Ingredients:
- 4 medium potatoes
- 1 small onion, finely chopped
- 2 tbsps all-purpose flour
- 1 large egg, beaten
- 1 tsp sea salt
- ½ tsp black pepper
- ½ tsp garlic powder (optional)
- 2 tbsps vegetable oil
- fresh parsley for garnish (optional)
Instructions:
- Peel the potatoes and grate them using a coarse grater.
- Place the grated potatoes in a bowl of cold water and let them soak for 5 minutes. This helps to remove some of the starch and makes the hash browns crispier.
- Drain the grated potatoes and then place them in a clean kitchen towel. Squeeze out as much moisture as possible. The drier the potatoes, the crispier the hash browns will be.

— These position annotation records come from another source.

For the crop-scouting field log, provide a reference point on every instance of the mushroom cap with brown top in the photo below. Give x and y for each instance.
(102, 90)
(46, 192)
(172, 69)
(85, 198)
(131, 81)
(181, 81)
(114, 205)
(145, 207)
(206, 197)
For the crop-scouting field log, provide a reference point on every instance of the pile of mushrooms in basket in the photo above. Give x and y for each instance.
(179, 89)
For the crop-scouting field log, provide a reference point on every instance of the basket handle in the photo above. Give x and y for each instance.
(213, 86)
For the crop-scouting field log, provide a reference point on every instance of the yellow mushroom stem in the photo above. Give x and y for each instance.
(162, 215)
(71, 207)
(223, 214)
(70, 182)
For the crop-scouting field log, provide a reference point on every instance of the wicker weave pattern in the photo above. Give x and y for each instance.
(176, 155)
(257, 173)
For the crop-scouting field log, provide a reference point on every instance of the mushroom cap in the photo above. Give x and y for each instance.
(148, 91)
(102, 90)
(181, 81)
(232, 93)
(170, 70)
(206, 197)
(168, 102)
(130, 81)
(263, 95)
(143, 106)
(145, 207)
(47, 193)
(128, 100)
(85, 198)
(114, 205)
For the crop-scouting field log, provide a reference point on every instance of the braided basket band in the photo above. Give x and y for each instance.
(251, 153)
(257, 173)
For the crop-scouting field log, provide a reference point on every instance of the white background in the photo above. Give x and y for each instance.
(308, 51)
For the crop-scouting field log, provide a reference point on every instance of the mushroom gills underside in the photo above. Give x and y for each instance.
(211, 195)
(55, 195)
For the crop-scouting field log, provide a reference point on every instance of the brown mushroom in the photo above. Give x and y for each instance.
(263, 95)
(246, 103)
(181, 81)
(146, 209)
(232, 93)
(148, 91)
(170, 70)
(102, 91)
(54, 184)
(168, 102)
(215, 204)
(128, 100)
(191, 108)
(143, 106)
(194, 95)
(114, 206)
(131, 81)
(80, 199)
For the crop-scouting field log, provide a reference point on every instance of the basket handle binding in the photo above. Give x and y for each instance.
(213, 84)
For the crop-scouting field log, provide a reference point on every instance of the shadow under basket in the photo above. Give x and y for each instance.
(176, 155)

- In a large mixing bowl, combine the grated potatoes, finely chopped onion, flour, beaten egg, sea salt, black pepper, and garlic powder (if using). Mix until well combined.
- Heat 2 tbsps vegetable oil in your Sensarte Ceramic Nonstick Deep Frying Pan over medium-high heat until the oil is shimmering.
- Scoop about ¼ cup of the potato mixture into the pan and flatten it with a spatula to form a patty.
- Cook the hash browns in batches, making sure not to overcrowd the pan. Fry each patty for about 3-4 minutes on each side or until golden brown and crispy.
- Transfer the cooked hash browns to a plate lined with paper towels to drain any excess oil.
- Garnish with fresh parsley if desired. Serve hot with your favorite breakfast sides and enjoy!
Tips: For extra flavor, you can add grated cheese or finely chopped herbs to the potato mixture before frying. Or serve with a dollop of sour cream or a side of ketchup for a classic taste.